Limitations on human knowledge (not to mention public choice considerations) mean that legislators are rarely able to accurately anticipate future harm. Megan’s law required public notification when a known sex offender moves into a community. It is called Megan’s law because it was enacted after Megan was killed by a repeat sex offender who lived in her community. If I remember correctly, Sarbanes-Oxley was passed after Enron collapsed. And when was the USA Patriot Act passed? Oh, yes, after 9/11.
Until 1992, fast food restaurants served coffee at between 180 and 190 °F, a temperature at which the coffee can cause third degree burns in two to seven seconds if brought into contact with human skin. This posed a considerable risk of serious injury, given how often coffee served in styrofoam cups is spilled. I did not notice any proactive legislative regulation designed to internalize this externality.

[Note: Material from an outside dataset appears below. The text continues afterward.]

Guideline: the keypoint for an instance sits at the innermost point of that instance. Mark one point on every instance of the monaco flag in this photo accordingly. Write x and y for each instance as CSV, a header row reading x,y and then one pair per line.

In 1992, Stella Liebeck won a judgment against McDonald’s for injuries received when she spilled coffee on herself equal to her medical expenses plus the amount of profit McDonald’s earned in two days from knowingly selling coffee at a dangerously high temperature.  The next day every fast food restaurant in the United States served its coffee at 158 °F, a temperature at which it takes 60 seconds to cause third degree burns; a sufficient amount of time for customers to brush the coffee off their clothes or skin. There may be many things wrong with contemporary tort law,  but being ineffective at internalizing externalities is most assuredly not among them.
The only way to believe that government is necessary to resolve the problem of social costs is to be studiously blind to the nature of both common law and government legislation.
Continued in The Obviousness of Anarchy: Public Goods
 Note that to obtain an injunction at common law and thereby curtail another citizen’s freedom, one must meet a very high evidentiary threshold by establishing a high likelihod of irreparable harm. This is in contrast to government legislation that can curtail citizens’ freedom whenever the politically dominant faction of the legislature deems it necessary, even if only to effectuate the “precautionary principle.” I leave it to the reader to decide which is the superior standard for addressing potential future harm.
 The judgment was reduced by 20% to take account of Ms. Liebeck’s contributory negligence with regard to how she opened the cup. This amount was further reduced on appeal.
 Almost all of which are attributable not the way it evolved at common law, but to twentieth century efforts to improve upon the outcome of this evolution. See John Hasnas, What’s Wrong with a Little Tort Reform? 32 IDAHO LAW REVIEW 557 (1996).